Fine-Tuned Machine Translation Metrics Struggle in Unseen Domains
Vilém Zouhar, Shuoyang Ding, Anna Currey, Tatyana Badeka, Jenyuan Wang, Brian Thompson
TL;DR
This work addresses whether fine-tuned machine translation metrics generalize to unseen domains by introducing a biomedical MQM dataset with 25k segment-level judgments across 11 directions and 21 systems. It benchmarks multiple metric families, analyzes domain robustness, and dissects the effects of fine-tuning versus pre-trained backbones (e.g., XLM-R and NLLB) on metric performance. The findings show that fine-tuned metrics exhibit a substantial domain gap in the bio domain, while Pre-trained+Algorithm metrics remain more robust; in-domain bio MQM data can substantially improve Comet performance. The authors provide public release of data and code and discuss implications for metric design, suggesting diversification of human judgments and better generalization strategies during fine-tuning to enhance cross-domain reliability.
Abstract
We introduce a new, extensive multidimensional quality metrics (MQM) annotated dataset covering 11 language pairs in the biomedical domain.
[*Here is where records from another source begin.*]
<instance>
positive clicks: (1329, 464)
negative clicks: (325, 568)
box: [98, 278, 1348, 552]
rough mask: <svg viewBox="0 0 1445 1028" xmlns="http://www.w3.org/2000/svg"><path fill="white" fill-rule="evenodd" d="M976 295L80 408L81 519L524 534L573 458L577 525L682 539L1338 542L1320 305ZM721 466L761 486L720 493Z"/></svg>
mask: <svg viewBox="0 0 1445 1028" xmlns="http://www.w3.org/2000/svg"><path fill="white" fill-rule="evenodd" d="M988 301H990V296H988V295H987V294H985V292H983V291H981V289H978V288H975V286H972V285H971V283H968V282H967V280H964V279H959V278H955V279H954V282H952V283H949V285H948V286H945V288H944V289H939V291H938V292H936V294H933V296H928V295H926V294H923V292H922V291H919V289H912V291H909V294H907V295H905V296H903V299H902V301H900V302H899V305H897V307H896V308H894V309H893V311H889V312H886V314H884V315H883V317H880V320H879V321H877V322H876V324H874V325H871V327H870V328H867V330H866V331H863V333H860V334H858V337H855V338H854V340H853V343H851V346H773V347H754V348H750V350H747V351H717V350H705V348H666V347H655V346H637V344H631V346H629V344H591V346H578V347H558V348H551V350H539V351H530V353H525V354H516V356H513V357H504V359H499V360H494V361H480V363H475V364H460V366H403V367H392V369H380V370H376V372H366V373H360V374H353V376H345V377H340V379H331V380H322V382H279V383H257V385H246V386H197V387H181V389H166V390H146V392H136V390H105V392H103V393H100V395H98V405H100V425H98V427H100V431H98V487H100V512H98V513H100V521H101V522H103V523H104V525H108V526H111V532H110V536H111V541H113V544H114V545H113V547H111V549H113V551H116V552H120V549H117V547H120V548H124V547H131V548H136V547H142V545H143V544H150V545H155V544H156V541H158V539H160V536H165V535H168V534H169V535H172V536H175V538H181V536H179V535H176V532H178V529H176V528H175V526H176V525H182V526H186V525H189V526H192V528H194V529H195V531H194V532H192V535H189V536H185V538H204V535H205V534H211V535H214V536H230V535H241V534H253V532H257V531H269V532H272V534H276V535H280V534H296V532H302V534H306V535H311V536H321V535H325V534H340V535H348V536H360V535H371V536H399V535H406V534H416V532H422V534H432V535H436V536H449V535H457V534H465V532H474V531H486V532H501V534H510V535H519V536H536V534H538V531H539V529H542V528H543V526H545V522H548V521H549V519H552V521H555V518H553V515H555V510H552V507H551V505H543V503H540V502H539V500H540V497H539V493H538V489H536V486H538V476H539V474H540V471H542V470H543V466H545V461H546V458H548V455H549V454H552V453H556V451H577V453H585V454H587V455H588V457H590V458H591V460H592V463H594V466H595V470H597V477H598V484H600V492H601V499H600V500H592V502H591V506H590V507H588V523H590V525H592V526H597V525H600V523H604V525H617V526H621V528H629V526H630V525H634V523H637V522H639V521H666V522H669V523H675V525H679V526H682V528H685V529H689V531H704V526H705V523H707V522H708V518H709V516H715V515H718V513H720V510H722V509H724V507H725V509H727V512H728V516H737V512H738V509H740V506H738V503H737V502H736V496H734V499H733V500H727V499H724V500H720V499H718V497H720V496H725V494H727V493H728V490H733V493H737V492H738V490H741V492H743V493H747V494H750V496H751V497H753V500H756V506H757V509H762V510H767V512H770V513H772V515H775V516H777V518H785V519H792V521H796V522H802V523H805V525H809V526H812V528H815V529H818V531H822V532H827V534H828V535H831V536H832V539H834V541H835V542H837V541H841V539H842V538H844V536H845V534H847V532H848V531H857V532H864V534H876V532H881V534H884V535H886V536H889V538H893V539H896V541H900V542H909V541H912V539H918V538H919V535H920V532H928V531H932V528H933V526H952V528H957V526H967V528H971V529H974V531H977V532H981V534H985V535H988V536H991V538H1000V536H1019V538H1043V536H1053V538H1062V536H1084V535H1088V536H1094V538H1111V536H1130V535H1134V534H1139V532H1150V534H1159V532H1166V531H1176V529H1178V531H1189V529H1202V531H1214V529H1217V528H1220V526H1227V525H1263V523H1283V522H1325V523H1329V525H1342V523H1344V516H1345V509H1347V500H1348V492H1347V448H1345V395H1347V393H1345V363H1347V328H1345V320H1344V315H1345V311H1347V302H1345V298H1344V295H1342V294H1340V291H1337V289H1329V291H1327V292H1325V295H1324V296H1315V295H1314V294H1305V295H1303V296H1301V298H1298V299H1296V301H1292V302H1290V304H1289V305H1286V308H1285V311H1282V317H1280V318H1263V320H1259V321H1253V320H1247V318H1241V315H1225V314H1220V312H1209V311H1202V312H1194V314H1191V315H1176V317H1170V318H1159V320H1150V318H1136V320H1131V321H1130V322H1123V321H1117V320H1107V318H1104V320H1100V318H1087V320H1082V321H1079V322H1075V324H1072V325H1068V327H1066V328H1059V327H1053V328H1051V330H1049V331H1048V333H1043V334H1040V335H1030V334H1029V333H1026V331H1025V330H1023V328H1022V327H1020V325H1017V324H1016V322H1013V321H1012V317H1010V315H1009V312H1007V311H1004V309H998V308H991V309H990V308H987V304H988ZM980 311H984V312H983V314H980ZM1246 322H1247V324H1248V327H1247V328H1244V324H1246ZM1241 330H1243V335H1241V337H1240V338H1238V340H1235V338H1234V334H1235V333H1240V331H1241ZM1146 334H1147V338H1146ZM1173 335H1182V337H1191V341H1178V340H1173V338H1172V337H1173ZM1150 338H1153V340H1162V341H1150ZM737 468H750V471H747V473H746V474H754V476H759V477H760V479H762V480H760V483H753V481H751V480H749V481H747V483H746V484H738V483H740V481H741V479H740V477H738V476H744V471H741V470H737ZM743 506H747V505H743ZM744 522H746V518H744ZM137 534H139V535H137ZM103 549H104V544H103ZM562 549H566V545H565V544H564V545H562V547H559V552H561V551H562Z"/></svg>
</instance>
We use this dataset to investigate whether machine translation (MT) metrics which are fine-tuned on human-generated MT quality judgements are robust to domain shifts between training and inference. We find that fine-tuned metrics exhibit a substantial performance drop in the unseen domain scenario relative to metrics that rely on the surface form, as well as pre-trained metrics which are not fine-tuned on MT quality judgments.